As for the functional role of 5fC, a low-resolution map previously published by his group showed that its presence in the promoter regions of genes correlates with markers of high expressions. "That's just a correlation, but if that is a correct observation that others also see, it could be related to transcription," he said.

Another study by his group and collaborators found that a number of proteins, including transcriptional and chromatin regulators, preferentially bind to DNA containing 5fC, suggesting a role in regulating gene expression.

One way this might work is by altering how DNA-binding proteins access the genetic code. "There is a hydrogen bonding pattern in the major groove [of the double helix] that is very important for what the world outside the double helix sees of the DNA code," Balasubramanian explained. "As soon as you put in a methyl group on a C, that alters the code in the major groove. Once you put in hydroxymethyl, that changes it again, and if you put in a formyl, that changes it again."

He added that "in molecular terms, these modifications dynamically alter the code that you see in the major groove of the double helix without changing the primary sequence."

According to the University of Chicago's He, "information about 5fC distribution can be critical to understanding active demethylation in various cell states or cell differentiation [or] development processes." His work and that of another group, he said, showed that 5fC is distributed genome-wide and accumulates at enhancers, "suggesting genome-wide active demethylation in mouse embryonic stem cells."

The Cambridge researchers are now applying redBS-seq in studies of DNA from normal, pre-cancerous, and cancerous tissues. Other studies have already shown that 5hmC tends to get lost when cells progress towards cancer, although not all types of cancer have been studied yet. The scientists are now looking for patterns of several cytosine modifications that might suggest a role for them in the onset of cancer.

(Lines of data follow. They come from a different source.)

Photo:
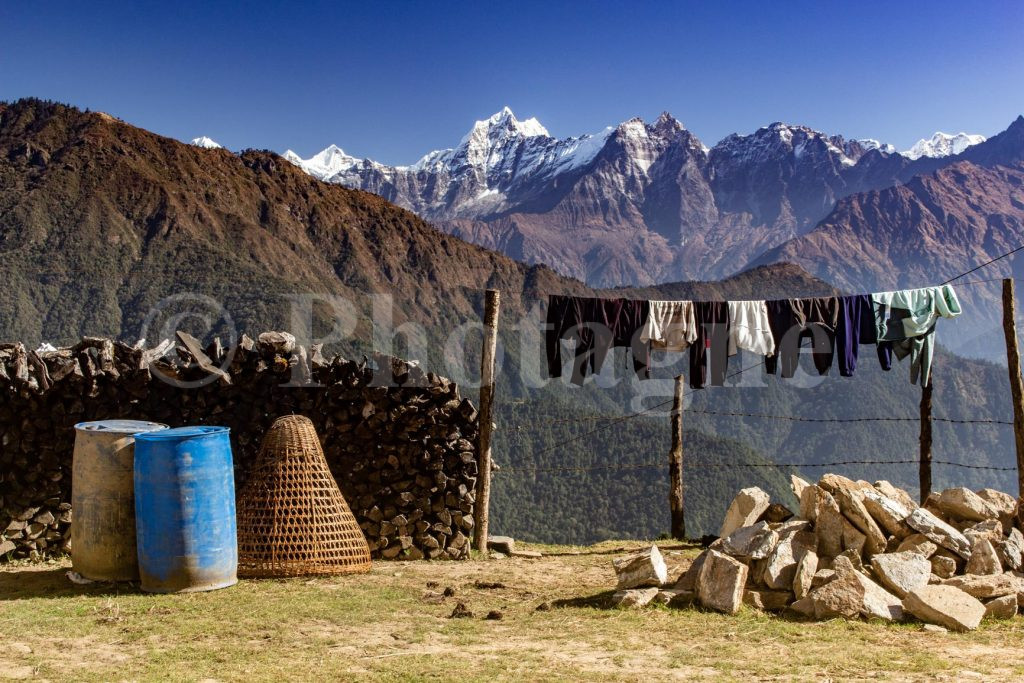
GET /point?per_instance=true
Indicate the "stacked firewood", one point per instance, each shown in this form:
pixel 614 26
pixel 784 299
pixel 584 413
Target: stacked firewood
pixel 399 441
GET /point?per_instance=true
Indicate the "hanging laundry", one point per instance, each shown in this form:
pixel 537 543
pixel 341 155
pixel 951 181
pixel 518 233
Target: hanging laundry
pixel 792 321
pixel 596 326
pixel 750 329
pixel 712 340
pixel 905 325
pixel 856 326
pixel 670 326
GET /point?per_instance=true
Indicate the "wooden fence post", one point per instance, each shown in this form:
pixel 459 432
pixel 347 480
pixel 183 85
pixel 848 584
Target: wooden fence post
pixel 1016 386
pixel 482 503
pixel 676 465
pixel 925 472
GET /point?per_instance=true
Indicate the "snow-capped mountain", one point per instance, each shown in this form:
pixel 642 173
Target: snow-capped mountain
pixel 942 144
pixel 634 204
pixel 870 143
pixel 206 142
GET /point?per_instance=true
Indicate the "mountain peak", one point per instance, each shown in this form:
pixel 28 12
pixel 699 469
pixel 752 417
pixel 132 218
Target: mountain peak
pixel 206 142
pixel 942 144
pixel 503 124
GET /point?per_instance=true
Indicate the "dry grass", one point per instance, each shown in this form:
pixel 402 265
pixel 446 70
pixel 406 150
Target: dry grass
pixel 389 626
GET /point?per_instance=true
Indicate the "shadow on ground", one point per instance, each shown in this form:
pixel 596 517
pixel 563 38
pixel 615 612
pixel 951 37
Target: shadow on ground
pixel 53 583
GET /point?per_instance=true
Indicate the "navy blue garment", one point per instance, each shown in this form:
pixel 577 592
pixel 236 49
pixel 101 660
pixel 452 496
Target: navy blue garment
pixel 712 318
pixel 794 319
pixel 597 326
pixel 856 326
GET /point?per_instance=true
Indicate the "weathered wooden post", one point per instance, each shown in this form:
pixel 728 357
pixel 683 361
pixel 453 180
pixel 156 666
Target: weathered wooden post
pixel 1014 366
pixel 482 504
pixel 676 465
pixel 925 472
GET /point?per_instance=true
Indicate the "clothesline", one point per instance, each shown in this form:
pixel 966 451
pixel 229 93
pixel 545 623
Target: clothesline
pixel 899 323
pixel 644 411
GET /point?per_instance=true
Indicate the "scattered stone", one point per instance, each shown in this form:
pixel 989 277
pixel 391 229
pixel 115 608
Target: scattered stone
pixel 720 585
pixel 850 503
pixel 636 597
pixel 918 543
pixel 843 597
pixel 501 544
pixel 809 502
pixel 990 528
pixel 943 566
pixel 675 597
pixel 767 601
pixel 754 543
pixel 946 606
pixel 984 559
pixel 744 510
pixel 644 568
pixel 1004 504
pixel 803 579
pixel 895 494
pixel 461 611
pixel 878 602
pixel 829 523
pixel 780 566
pixel 966 504
pixel 940 532
pixel 853 540
pixel 776 513
pixel 688 580
pixel 991 586
pixel 902 572
pixel 1011 550
pixel 822 577
pixel 1001 607
pixel 890 514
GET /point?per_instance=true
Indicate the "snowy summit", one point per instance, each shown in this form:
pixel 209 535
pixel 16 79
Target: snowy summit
pixel 206 142
pixel 942 144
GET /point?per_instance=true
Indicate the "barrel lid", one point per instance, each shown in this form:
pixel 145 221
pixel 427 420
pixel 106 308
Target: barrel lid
pixel 120 426
pixel 180 433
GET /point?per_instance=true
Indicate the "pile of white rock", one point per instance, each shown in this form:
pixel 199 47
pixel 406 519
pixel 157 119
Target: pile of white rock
pixel 854 550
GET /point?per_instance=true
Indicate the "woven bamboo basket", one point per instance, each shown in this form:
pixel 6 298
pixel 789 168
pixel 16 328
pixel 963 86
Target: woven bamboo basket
pixel 292 518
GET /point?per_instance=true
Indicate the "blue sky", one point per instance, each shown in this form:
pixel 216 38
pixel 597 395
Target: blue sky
pixel 393 80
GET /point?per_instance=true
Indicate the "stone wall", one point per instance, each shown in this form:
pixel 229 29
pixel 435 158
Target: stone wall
pixel 400 442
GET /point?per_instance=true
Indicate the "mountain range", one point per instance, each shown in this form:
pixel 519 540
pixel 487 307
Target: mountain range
pixel 100 221
pixel 639 203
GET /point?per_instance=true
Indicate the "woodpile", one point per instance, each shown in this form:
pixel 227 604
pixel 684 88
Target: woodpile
pixel 853 550
pixel 399 441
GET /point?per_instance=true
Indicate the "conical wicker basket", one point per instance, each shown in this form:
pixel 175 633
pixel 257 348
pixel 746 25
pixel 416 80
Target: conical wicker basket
pixel 292 517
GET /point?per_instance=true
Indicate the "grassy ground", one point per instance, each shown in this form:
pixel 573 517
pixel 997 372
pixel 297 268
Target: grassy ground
pixel 391 625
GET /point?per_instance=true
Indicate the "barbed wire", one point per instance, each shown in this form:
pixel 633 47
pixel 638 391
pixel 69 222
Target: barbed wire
pixel 980 421
pixel 840 463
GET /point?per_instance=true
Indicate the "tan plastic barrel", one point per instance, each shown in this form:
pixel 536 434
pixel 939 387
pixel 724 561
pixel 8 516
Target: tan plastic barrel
pixel 102 499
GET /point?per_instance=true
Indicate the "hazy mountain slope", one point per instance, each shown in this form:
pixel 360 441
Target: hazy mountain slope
pixel 639 203
pixel 100 220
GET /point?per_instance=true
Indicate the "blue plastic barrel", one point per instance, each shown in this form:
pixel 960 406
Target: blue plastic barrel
pixel 102 499
pixel 184 510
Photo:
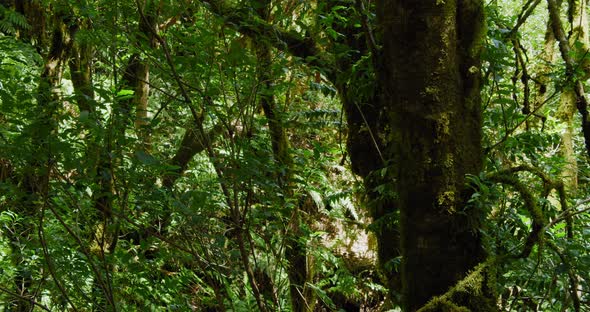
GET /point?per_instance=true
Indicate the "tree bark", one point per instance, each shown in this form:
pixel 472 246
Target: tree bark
pixel 430 87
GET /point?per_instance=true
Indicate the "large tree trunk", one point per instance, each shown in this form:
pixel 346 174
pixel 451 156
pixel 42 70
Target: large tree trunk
pixel 430 89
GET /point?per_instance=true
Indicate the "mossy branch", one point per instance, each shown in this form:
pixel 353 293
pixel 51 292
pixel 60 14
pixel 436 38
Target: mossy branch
pixel 480 278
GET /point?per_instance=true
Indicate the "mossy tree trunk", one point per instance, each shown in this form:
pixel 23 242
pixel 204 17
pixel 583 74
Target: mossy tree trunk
pixel 430 90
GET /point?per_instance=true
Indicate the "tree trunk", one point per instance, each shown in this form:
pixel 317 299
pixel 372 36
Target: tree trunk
pixel 430 90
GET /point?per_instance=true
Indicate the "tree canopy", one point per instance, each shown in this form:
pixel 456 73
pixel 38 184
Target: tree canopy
pixel 287 155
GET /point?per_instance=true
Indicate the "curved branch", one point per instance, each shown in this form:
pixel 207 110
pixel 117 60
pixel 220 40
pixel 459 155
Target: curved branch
pixel 303 46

There might be other base modifications in mammalian genomes out there that still await discovery. "I expect there are more," Balasubramanian said. "We now have the analytical tools to not only discover them and measure them, but also to start thinking about a different kind of whole genome sequence analysis, in which we not only get the canonical bases but also start to get high-resolution patterns of modified bases."

While single-molecule technologies such as nanopores or Pacific Biosciences' method might be able to deliver such a comprehensive genome map someday, "I have yet to see a report of a sequencing platform technology showing methylation, hydroxylmethylation, and formyl, all at single-base resolution," he said.